Lost in America (1985)

By Richard Winters

My Rating: 7 out of 10

4-Word Review: Living in a winnebago.

            David Howard (Albert Brooks) becomes upset when he doesn’t get his expected promotion and decides the corporate life isn’t for him and that he and his wife Linda (Julie Hagerty) will drop-out by liquidating all of their assets, buying a Winnebago, and roaming the countryside as free-spirits. Things go horribly wrong right from the start when, in a fit of gambling fever, Linda loses their entire savings at the roulette wheel. This forces David and Linda to desperately look for jobs in the first small town they come to.

The concept is fantastic. Who hasn’t dreamed of doing this at one time or another? Reportedly top executives who saw the film admitted having these very same fantasies at some point. In many ways this film is perfect testament to the 80’s where everything seemed to backtrack to the materialism and conformity of past eras and the idealism of the 60’s became lost. Writer-director Brooks plays it in a realistic and believable way with just enough subtle comedy to bring out the absurdity in each situation, which is what makes it fun.  Had the characters been over-the-top it wouldn’t have worked.

The dry, cynical wit that is Brooks’s signature is in full swing here. It may be an acquired taste to some, but it is distinct and hilarious for those that enjoy it. Some of the best moments include David’s funny rant when he tells off his boss and demands that the company give back the eight years he invested into it and won’t leave until it does. There are amusing conversations between David and the casino owner (Gary Marshall in an excellent cameo) where he begs him to give back the money Linda lost as well as his visit to an employment agency. The couple’s argument at the Hoover Dam is another highlight as is his lecture to Linda about the ‘nest egg’ concept. However, the funniest scene that had me literally laughing out of my seat was when David takes a job as a crossing guard for $5.50 an hour and some ten-year-old boys start to mock him. Even the little things, like when David tells a hotel clerk that they did not make reservations because they have ‘dropped-out of society’ and ‘just living for the moment’ is funny when done with Brooks’s impeccable deadpan delivery.

Julie Hagerty is so ingrained in my mind for her appearance in the cult-classic Airplane that I had a hard time adjusting to her here. Initially, when she is shown in the corporate setting and acting as a serious, responsible adult, I felt it didn’t work because I kept expecting her to say, especially with that high-pitched voice of hers, something dippy and spacey like her character in Airplane always did. However, when she gambles away their savings by incessantly screaming out the number twenty-two she is hilarious and when David lectures her afterwards and she looks up at him with that blank, blue-eyed, deer-in-headlights stare, she is perfect and the casting astute.
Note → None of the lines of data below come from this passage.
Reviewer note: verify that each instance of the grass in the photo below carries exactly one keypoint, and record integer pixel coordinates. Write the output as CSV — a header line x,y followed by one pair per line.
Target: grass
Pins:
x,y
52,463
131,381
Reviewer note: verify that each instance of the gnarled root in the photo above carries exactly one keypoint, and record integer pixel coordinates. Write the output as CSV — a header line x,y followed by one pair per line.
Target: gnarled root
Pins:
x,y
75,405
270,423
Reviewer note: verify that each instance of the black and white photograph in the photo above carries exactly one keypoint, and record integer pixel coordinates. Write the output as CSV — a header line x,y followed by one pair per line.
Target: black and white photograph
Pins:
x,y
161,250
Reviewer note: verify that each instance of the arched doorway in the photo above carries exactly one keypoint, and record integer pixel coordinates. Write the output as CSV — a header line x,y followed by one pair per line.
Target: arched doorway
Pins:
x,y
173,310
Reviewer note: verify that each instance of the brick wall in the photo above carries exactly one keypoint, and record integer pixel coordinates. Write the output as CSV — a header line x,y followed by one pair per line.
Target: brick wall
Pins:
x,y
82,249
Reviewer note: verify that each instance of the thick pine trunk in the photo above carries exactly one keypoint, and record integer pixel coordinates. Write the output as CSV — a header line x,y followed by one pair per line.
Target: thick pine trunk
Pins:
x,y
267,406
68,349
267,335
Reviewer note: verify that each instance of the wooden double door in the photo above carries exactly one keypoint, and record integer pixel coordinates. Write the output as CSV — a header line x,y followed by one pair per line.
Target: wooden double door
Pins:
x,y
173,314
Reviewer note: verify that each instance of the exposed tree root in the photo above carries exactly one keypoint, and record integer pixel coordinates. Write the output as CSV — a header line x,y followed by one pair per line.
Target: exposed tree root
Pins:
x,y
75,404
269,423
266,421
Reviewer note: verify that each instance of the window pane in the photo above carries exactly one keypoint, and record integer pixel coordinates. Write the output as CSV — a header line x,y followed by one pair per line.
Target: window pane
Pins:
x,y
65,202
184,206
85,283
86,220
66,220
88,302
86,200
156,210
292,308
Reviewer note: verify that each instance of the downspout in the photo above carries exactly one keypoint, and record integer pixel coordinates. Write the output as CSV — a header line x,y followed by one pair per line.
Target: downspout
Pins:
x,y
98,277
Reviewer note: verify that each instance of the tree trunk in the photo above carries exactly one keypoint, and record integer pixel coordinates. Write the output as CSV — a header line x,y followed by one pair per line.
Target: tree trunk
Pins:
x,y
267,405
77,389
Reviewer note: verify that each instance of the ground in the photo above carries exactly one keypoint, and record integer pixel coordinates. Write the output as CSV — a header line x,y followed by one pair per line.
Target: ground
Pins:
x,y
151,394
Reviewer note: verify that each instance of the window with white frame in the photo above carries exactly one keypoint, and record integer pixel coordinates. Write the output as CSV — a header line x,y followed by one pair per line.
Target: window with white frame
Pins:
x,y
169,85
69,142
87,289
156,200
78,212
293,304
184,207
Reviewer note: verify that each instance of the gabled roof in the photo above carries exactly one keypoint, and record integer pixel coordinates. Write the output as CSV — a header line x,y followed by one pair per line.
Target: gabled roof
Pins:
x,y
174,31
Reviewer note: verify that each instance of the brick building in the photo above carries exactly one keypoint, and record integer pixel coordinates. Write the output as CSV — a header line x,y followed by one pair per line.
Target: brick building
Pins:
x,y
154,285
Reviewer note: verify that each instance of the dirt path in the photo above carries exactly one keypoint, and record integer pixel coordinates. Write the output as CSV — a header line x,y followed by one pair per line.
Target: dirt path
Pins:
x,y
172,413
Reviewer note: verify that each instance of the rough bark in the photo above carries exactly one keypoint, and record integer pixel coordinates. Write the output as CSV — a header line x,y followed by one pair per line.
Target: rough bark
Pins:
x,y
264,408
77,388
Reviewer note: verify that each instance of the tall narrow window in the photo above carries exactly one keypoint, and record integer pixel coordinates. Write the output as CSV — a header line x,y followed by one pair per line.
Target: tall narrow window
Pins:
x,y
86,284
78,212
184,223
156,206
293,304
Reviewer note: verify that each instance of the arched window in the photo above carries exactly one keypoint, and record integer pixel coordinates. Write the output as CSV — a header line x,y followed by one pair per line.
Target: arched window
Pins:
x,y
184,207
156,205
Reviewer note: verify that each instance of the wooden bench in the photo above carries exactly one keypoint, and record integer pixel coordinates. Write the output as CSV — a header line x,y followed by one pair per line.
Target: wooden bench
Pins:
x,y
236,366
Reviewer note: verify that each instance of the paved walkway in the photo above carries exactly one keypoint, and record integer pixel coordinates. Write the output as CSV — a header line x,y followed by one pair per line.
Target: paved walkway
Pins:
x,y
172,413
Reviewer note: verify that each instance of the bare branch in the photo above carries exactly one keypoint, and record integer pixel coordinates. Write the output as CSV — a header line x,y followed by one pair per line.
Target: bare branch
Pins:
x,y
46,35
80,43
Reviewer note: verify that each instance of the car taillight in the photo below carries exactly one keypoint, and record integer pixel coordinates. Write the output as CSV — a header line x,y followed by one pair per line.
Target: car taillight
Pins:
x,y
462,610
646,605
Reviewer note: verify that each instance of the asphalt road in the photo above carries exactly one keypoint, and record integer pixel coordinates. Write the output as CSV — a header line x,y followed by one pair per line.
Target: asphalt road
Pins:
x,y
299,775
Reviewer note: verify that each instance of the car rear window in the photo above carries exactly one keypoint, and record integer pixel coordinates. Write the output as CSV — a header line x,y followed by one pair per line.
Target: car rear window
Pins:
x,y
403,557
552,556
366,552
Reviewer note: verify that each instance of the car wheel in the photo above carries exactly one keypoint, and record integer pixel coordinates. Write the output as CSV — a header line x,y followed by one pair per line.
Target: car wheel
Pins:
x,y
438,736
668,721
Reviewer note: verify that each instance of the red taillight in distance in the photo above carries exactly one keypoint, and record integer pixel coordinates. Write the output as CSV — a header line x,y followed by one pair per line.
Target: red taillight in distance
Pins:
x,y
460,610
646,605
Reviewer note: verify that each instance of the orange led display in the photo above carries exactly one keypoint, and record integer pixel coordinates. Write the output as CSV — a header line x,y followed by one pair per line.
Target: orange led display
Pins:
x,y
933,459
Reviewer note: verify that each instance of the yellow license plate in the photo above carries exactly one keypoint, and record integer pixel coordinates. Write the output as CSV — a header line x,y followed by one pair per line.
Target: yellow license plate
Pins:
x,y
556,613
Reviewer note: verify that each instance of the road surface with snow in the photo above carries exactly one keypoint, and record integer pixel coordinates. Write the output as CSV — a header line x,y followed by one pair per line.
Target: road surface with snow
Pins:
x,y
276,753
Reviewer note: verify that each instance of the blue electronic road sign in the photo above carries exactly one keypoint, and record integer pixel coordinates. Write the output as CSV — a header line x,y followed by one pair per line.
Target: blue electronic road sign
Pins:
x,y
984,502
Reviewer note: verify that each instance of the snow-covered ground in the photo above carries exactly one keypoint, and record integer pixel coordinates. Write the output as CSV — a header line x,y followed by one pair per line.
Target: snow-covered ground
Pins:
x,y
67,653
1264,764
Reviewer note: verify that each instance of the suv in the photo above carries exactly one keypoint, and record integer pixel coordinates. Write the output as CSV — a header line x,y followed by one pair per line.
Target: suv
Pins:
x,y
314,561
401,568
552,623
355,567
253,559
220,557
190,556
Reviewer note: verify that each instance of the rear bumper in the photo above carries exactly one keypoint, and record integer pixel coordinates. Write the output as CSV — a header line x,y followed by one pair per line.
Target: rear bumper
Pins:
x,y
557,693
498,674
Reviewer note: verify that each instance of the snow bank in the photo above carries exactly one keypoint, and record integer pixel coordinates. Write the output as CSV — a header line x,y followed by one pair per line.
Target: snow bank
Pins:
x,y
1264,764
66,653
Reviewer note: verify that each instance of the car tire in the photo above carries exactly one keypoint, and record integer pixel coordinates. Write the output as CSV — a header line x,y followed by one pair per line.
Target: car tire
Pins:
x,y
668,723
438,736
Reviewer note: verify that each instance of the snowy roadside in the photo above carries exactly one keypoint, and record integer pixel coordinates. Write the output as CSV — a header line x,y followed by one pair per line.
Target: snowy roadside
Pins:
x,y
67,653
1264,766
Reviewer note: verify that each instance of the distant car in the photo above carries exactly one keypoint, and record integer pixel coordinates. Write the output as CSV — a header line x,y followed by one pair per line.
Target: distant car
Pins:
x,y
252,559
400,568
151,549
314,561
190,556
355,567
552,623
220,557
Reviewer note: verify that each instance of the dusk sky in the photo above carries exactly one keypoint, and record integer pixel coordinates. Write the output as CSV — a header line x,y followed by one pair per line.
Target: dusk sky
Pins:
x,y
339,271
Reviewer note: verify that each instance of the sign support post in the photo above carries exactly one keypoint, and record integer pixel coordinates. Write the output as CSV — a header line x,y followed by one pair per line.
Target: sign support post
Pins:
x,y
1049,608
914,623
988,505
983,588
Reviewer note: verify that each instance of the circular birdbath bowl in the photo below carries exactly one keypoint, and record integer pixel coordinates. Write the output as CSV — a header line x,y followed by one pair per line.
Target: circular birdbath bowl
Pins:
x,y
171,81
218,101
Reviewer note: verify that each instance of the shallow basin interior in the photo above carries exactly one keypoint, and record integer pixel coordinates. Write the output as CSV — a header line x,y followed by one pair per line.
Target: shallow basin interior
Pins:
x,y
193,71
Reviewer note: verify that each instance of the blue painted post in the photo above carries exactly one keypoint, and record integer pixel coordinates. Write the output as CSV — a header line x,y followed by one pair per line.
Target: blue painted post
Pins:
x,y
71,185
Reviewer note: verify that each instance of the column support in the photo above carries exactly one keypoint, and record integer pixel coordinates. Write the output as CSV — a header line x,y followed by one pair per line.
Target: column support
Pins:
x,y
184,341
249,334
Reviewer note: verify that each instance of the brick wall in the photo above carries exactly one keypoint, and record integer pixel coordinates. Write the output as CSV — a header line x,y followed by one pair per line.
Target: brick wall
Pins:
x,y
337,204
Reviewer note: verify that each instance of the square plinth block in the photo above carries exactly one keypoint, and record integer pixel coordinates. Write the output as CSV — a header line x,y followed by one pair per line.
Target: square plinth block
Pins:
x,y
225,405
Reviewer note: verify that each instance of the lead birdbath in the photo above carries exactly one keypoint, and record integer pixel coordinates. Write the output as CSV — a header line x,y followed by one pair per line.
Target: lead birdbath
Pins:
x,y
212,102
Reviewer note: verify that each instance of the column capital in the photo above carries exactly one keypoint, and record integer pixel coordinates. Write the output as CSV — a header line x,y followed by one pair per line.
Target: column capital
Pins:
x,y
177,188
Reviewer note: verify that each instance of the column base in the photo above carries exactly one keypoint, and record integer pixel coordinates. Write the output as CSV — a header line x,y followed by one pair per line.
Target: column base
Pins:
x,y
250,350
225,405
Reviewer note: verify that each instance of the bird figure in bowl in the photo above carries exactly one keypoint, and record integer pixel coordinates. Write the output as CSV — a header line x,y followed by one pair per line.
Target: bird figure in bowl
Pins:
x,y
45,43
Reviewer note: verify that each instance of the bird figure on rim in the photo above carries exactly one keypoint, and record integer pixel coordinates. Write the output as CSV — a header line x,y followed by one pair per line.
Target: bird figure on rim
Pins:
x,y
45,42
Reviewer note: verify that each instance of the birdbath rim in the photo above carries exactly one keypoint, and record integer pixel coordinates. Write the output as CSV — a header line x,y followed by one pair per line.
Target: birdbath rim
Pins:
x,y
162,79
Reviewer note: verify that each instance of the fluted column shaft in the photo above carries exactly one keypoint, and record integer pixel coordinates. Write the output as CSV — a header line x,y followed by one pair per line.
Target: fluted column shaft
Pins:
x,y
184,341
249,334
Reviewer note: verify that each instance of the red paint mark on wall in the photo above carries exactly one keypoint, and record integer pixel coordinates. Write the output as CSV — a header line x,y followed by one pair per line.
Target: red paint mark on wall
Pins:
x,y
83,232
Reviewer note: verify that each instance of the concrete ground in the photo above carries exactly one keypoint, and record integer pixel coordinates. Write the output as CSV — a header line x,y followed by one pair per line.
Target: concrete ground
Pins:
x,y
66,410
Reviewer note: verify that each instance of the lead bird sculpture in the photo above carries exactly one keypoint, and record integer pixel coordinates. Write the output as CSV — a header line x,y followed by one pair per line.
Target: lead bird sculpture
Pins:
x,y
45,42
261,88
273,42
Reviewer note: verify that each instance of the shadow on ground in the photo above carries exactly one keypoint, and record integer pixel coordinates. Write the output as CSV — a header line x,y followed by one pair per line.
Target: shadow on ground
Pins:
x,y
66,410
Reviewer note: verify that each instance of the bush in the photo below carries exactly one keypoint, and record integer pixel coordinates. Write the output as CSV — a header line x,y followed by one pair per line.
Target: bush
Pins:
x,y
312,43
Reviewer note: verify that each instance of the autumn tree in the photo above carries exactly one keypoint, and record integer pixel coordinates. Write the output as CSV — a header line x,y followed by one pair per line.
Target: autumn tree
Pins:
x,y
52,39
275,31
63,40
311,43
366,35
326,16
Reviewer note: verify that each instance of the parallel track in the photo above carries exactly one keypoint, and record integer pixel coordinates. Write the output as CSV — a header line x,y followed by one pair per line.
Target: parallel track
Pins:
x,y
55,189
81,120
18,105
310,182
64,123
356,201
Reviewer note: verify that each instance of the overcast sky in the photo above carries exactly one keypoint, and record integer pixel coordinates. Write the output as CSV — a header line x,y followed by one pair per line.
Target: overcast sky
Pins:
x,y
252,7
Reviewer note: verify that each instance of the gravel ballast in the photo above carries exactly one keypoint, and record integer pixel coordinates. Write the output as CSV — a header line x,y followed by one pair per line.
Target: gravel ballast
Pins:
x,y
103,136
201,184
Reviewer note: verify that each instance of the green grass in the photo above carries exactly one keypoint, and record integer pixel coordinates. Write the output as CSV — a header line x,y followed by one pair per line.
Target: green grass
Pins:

The opening sequence is probably the only part that doesn’t work. Having a taped audio interview between talk show host Larry King and film critic Rex Reed played over the opening credits is certainly novel, but David’s prolonged, whiny conversation with Linda while in bed is annoying.  A scene involving a conversation between Linda and a co-worker could have been cut. There is also the fact that everything goes downhill too quickly making the viewer feel almost cheated. It would have been nice to have seen them living the hippie lifestyle for a while and then have the problems begin gradually. There could’ve been a lot of great comedy had it been played straight without the irony of the money problem. Either way it’s entertaining, but brief. Hearing the entire rendition of ‘New York, New York’ by Frank Sinatra is worth the price as is the sight of seeing a giant Winnebago driving up a busy, downtown Manhattan street.

My Rating: 7 out of 10

Released: March 15, 1985

Runtime: 1Hour 31Minutes

Rated R (For a Couple of ‘F-Bombs’)

Director: Albert Brooks

Studio: Warner Brothers

Available: VHS, DVD, Amazon Instant Video

3 responses to “Lost in America (1985)

  1. Albert Brooks shining moment, his best film. A must-see. Defending Your Life a close second. The Muse and Mother tied for third. He missed the mark entirely with the Muslim one, but either way, Brooks will always be under-recognized and under-appreciated.

    • Don’t forget ‘Real Life’ and if you haven’t seen it give it I try as I think you will like it. Brooks does a very funny take-off on The Loud Family a famous documentary from 1973 called ‘The American Family’ that aired on PBS and was about a camera crew capturing a supposedly ‘normal’ family during their daily routine.

  2. A winning and charming comedy like they can’t make anymore.